A la hora de la cena, una noche, Renzi se lo encontró en el almacén de los Madariaga. Sentado en un costado, cerca de la ventana, Croce comía un bife de cuadril con papas fritas. Mientras comía hacía dibujitos, con un lápiz, en el mantel de papel. De vez en cuando se quedaba con la mirada perdida en el aire y un vaso de vino en la mano.
En su trabajo ocasional como cronista de policiales Renzi había conocido a varios comisarios, la mayoría eran matones sin moral que sólo querían el cargo para voltearse a todas las mujeres (sobre todo a las putas) y entrar en todas las transas posibles, pero Croce parecía distinto.
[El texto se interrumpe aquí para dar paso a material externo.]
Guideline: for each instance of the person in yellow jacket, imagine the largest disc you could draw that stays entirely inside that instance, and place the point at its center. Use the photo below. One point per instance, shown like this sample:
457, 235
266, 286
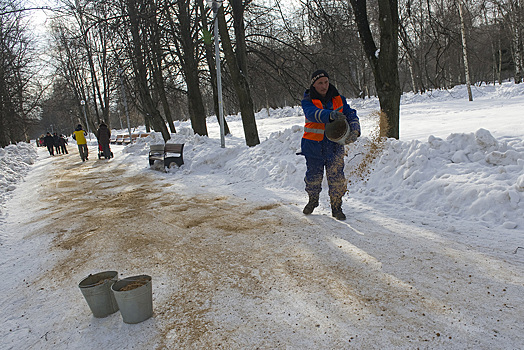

Tiene el aire tranquilo de un paisano en el que se puede confiar, pensó Renzi, que se acordó de pronto de la opinión de Luna, el director del diario, sobre los comisarios de policía.
«¿A quién no le gusta ser comisario?», le había dicho una noche el viejo Luna. «No seas ingenuo, nene. Ellos son los verdaderos tipos pesados. Tienen más de cuarenta años, ya han engordado, ya han visto todo, tienen varios muertos encima. Hombres muy vividos, con mucha autoridad, que pasan el tiempo entre malandras y punteros políticos, siempre de noche, en piringundines y bares, consiguiendo la droga que quieren y ganando plata fácil porque todos los adornan: los pasadores de juego, los comerciantes, los mafiosos, los vecinos. Ellos son nuestros nuevos héroes, querido. Van siempre calzados, entran y salen, arman bandas, tiran abajo todas las puertas. Son los especialistas del mal, los encargados de que los idiotas duerman tranquilos, le hacen el trabajo sucio a las bellas almas. Se mueven entre la ley y el crimen, vuelan a media altura. Mitad y mitad, si cambiaran la dosis no podrían sobrevivir. Son los guardianes de la seguridad y la sociedad les delega la función de ocuparse de lo que nadie quiere ver», le decía Luna. «Hacen política todo el tiempo, pero no se meten en política, cuando se meten en política es para tirar abajo a algún muñeco de nivel medio, intendentes, legisladores. No van más arriba. Como son héroes clandestinos, están siempre tentados de meterse ellos también pero jamás lo hacen porque si lo hacen están listos, se vuelven demasiado visibles», le dijo Luna aquella noche cenando en El Pulpito mientras lo instruía, una vez más, sobre la vida verdadera. «Hacen lo que tienen que hacer y persisten más allá de los cambios, son eternos, están desde siempre…», dudó un momento Luna, se acordó Renzi, «desde la época de Rosas que hay comisarios de policía que son famosos, a veces pierden, como todo el mundo, los matan, los pasan a retiro, los mandan presos, pero siempre hay otro que ocupa ese lugar. Son malevos, querido, pero en ellos la dimensión del mal es mínima comparada con quienes les dan las órdenes. Un policía habla directo, va de frente, pone la cara», había concluido Luna, «así que no te hagas el loco y escribí lo que ellos te digan…» Le voy a hacer caso, pensó Renzi, que se había acordado de los consejos del viejo Luna cuando vio que Croce lo llamaba con un gesto.